Starliner Is Such a Disaster That Boeing May Cancel the Entire Project

Boeing’s Corporate and Cultural Problems

  • Many see Starliner as symptomatic of broader Boeing issues: financialization, cost-cutting, outsourcing, weak quality control, and a degraded engineering culture (often linked to the McDonnell Douglas merger).
  • Criticism that MBAs and short‑term shareholder focus “extracted” value, leaving a hollowed‑out company.
  • Some argue the problems are systemic across U.S. industry (Ford, GM, tech), not just Boeing.

Government Role, National Security, and Possible Remedies

  • Boeing is viewed as “too strategic/connected to fail” due to exports and defense work.
  • Proposals range from:
    • Breaking up Boeing’s business units.
    • Nationalization or using Defense Production Act / war powers to seize or control assets.
    • Forcing Chapter 11 to wipe out shareholders/execs while preserving operations.
  • Others call these ideas unrealistic or legally/politically untenable in peacetime.

Starliner Program Status and Contract Structure

  • NASA decided not to bring astronauts back on Starliner; they will return on a Crew Dragon flight months later.
  • Starliner is on a fixed‑price contract; Boeing is reportedly deeply underwater financially.
  • Debate over whether Boeing can or should walk away vs being compelled to perform; some expect a negotiated exit.
  • One commenter notes NASA’s Inspector General cited high numbers of quality Corrective Action Requests and insufficient trained workers on related Boeing programs.

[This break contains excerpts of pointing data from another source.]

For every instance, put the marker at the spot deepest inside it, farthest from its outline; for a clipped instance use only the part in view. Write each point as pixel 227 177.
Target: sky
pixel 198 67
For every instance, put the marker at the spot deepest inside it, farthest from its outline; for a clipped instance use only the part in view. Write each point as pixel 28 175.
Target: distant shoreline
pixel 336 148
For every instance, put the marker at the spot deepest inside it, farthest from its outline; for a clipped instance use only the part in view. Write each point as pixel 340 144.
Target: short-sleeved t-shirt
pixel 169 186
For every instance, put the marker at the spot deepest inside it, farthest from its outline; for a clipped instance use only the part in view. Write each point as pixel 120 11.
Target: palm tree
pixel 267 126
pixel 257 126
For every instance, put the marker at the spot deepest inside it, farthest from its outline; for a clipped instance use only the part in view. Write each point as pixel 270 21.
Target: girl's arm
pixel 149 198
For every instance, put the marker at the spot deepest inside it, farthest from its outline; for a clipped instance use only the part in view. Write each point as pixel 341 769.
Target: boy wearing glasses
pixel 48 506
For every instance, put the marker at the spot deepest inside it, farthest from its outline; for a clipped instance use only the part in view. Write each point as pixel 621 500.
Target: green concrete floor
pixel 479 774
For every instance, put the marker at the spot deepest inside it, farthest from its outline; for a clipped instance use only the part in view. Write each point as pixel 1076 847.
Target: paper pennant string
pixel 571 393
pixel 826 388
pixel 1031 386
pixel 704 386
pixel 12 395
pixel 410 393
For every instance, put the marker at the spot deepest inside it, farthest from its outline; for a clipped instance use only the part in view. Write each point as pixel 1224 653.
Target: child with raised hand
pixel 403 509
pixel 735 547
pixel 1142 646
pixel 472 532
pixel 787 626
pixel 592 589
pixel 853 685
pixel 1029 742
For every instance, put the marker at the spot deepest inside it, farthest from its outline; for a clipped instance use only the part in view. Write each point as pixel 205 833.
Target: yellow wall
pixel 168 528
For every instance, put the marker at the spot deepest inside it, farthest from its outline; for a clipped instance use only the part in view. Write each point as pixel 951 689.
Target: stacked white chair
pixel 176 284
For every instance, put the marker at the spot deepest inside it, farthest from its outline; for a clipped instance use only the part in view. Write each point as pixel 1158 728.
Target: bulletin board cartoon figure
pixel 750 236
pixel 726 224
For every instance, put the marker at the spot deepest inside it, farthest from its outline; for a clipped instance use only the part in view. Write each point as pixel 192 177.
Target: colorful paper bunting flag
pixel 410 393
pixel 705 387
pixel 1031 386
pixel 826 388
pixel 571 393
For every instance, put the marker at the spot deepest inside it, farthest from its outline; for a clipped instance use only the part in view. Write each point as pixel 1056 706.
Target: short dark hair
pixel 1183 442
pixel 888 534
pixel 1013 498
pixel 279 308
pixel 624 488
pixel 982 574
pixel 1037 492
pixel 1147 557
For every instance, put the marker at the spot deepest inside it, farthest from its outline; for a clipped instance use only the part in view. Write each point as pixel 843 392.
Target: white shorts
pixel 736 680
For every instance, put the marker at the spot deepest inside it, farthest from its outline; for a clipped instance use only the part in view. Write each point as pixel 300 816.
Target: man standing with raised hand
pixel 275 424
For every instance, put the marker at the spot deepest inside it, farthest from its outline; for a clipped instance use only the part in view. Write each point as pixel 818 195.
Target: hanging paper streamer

SpaceX Comparisons and Monopolies

  • Frequent comparison: SpaceX delivered crew transport earlier, at lower contract price, with multiple successful flights.
  • Counterpoints:
    • SpaceX’s internal costs and profitability are largely unknown.
    • Some claim SpaceX might be subsidizing launches to gain dominance (“Amazon playbook”); others argue audits and ongoing spending imply real operating profits.
  • Concern about a de facto SpaceX monopoly; some see a short‑term monopoly as acceptable with ISS ending in a few years, others call it dangerous and argue for multiple providers or more in‑house NASA work.
  • Alternative or future competitors mentioned: Orion, Dream Chaser, Blue Origin.

NASA, Safety, and Astronauts’ Situation

  • Most agree NASA’s choice to avoid flying crew home on Starliner is prudent.
  • Astronauts’ extended ISS stay is framed as a normal, safe mission extension, not a “stranding.”

Broader Reflections

  • Discussion of whether Boeing can reform its culture vs needing new entrants.
  • Mixed views on privatization: some praise commercial innovation; others see capture, waste, and “jobs programs” like SLS as evidence of structural issues.